How Can i calculate no. of real roots of exponential equation in three questions
(1) $2^x = 1+x^2$
(2) $2^x+3^x+4^x = x^2$
(3) $3^x+4^x+5^x = 1+x^2$
My Try::
(1) Let $f(x) = 1+x^2-2^x$
now Diff. both side w.r. to $x$
$f^{'}(x) = 2x-2^x.\ln(2)$
and $f^{''}(x) = 2-2^x.\ln^2(2)$
Now for Max. or Min. $f^{'}(x) = 0$
means $2x = 2^x.\ln(2)$
Now How can I calculate after that
Don't get caught up in differentiating more than you need to. With a transcendental equation like yours, it's probably not going to give you an exact algorithmic solution.
For the first one, note that they are equal for $ x = 0 $. If $ x < 0 $, then $ 2^x $ has gotten smaller while $ 1 + x^2 $ has gotten bigger, so they certainly aren't equal for $ x < 0 $.

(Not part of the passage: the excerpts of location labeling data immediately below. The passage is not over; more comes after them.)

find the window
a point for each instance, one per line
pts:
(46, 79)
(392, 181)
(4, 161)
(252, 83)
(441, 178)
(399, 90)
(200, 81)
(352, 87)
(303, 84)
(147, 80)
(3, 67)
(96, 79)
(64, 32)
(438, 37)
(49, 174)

Now, note that they are also equal at $ x = 1 $. For $ x > 0 $, at first $ 2^x $ is increasing faster. However, at some point in $ (0, 1) $, $ x^2 $ begins increasing faster than $ 2^x $ and "catches up" at $ x = 1 $. Because $ x^2 $ is increasing faster, $ x^2 > 2^x $ for $ x $ near $ 1 $. However, it's clear that eventually $ 2^x $ is larger eventually so at some point they will intersect again.

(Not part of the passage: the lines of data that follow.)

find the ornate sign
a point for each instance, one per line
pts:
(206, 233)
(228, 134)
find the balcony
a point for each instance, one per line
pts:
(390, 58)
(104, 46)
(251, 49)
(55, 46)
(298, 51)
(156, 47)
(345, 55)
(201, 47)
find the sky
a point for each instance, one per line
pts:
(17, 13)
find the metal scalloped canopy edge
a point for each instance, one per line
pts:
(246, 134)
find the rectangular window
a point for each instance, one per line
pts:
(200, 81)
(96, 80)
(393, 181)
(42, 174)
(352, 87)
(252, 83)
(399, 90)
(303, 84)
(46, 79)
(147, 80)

Here's a little bit more math. $ \frac{d}{dx}[1 + x^2] = 2x $ and $ \frac{d}{dx} 2^x = \ln 2 \cdot 2^x $. Hence, $ 1 + x^2 $ is hardly increasing at all near $ x = 0 $. However, at $ x = 1 $, $ 1 + x^2 $ is increasing at a rate of $ 2 $ while $ 2^x $ is increasing at a rate of $ 2 \ln 2 < 2 $. So at some point, $ x^2 + 1 $ began increasing faster. However, at $ x = 4 $, $ 2^x $ is increasing at a rate of $ 16 \ln 2 $ which is much larger than $ 8 $. There aren't going to be any more switches about which one is increasing faster. This is because a line can only intersect an exponential function at most twice, the line being $ y = 2x $ and the exponential function being $ y = \ln 2 \cdot 2^x $. We already know that there were two intersections, so there definitely aren't any more.